Not all the traditional commentaries are critical of Nadav and Avihu, the two sons of Aaron, the Cohain Gadol (high priest) who perished after bringing their own, uncalled for, incense offering during the dedication of the Mishkan, Sanctuary.
There is something very positive about being motivated by deep passion.
For some time, it has seemed to me that Aaron’s sons were motivated to take the next step and offer themselves. They themselves were the “strange fire,” and it turns out that some commentators stole my thoughts many centuries ago. Strange how that happens! Blessings to you, good Rabbi!
And to you!
Harry, Thank you for continuing to send me your commentaries.
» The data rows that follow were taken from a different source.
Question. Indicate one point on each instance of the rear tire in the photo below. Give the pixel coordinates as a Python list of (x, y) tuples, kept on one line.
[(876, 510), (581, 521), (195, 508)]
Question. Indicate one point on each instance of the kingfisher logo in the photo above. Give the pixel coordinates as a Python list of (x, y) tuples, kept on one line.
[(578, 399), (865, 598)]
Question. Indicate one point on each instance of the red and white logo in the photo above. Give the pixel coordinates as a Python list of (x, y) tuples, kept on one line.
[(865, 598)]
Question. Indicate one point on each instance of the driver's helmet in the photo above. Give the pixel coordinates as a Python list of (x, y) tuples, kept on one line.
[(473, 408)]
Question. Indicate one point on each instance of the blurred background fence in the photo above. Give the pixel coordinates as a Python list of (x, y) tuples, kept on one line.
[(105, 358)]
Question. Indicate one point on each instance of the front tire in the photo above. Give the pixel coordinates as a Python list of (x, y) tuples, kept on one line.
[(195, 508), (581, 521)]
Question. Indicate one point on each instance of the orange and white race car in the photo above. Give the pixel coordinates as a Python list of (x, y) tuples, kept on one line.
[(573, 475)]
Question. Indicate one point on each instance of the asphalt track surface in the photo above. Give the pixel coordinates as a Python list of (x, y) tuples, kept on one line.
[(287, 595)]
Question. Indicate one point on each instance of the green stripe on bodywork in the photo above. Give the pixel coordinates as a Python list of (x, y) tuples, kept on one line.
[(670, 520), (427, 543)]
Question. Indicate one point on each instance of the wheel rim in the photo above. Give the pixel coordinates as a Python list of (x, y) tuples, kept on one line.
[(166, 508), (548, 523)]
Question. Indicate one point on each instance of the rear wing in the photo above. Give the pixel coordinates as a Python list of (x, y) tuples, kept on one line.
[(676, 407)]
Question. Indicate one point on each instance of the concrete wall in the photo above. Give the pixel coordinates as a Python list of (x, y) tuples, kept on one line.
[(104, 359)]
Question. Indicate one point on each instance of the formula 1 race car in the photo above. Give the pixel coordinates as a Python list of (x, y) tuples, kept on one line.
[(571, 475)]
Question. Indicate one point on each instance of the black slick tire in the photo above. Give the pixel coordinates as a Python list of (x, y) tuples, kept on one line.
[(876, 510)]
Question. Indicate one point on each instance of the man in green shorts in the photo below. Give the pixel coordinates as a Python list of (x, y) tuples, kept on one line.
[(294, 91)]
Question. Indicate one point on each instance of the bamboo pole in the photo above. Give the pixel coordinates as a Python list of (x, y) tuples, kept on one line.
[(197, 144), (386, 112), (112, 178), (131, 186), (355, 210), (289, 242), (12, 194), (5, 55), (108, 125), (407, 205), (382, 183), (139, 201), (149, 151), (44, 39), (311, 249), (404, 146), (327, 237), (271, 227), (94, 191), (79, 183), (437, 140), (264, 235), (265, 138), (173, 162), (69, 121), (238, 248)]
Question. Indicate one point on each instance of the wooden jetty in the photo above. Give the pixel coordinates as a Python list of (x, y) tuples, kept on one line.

My response is in the language that I know best.
Very much so.
Rabbi Avigdor Miller (a popular Chareidi Rabbi, born 1908 CE, died 2001 CE) delivered a free public lecture in the last year of his life, in which he taught that
Jews should pray for the Israeli Army.
I personally witnessed this; I was there.
When a Jew recites Tefilat Shemoneh Esrei, he is permitted to add his own personal prayer requests in the middle of the final paragraph, which begins with Elokai Netzor Leshoni MeiRa.
I recently began adding the prayer for the Israeli Army in that part. I know this is not the way it is normally recited, but it is permitted, and I can say it that way in any synagogue.
Rabbi Steven Pruzansky of Congregation Bnai Yeshurun in Teaneck NJ told me that I can recite it even on Shabbat and Yom Tov, because it is a communal tefillah, not a private bakashah.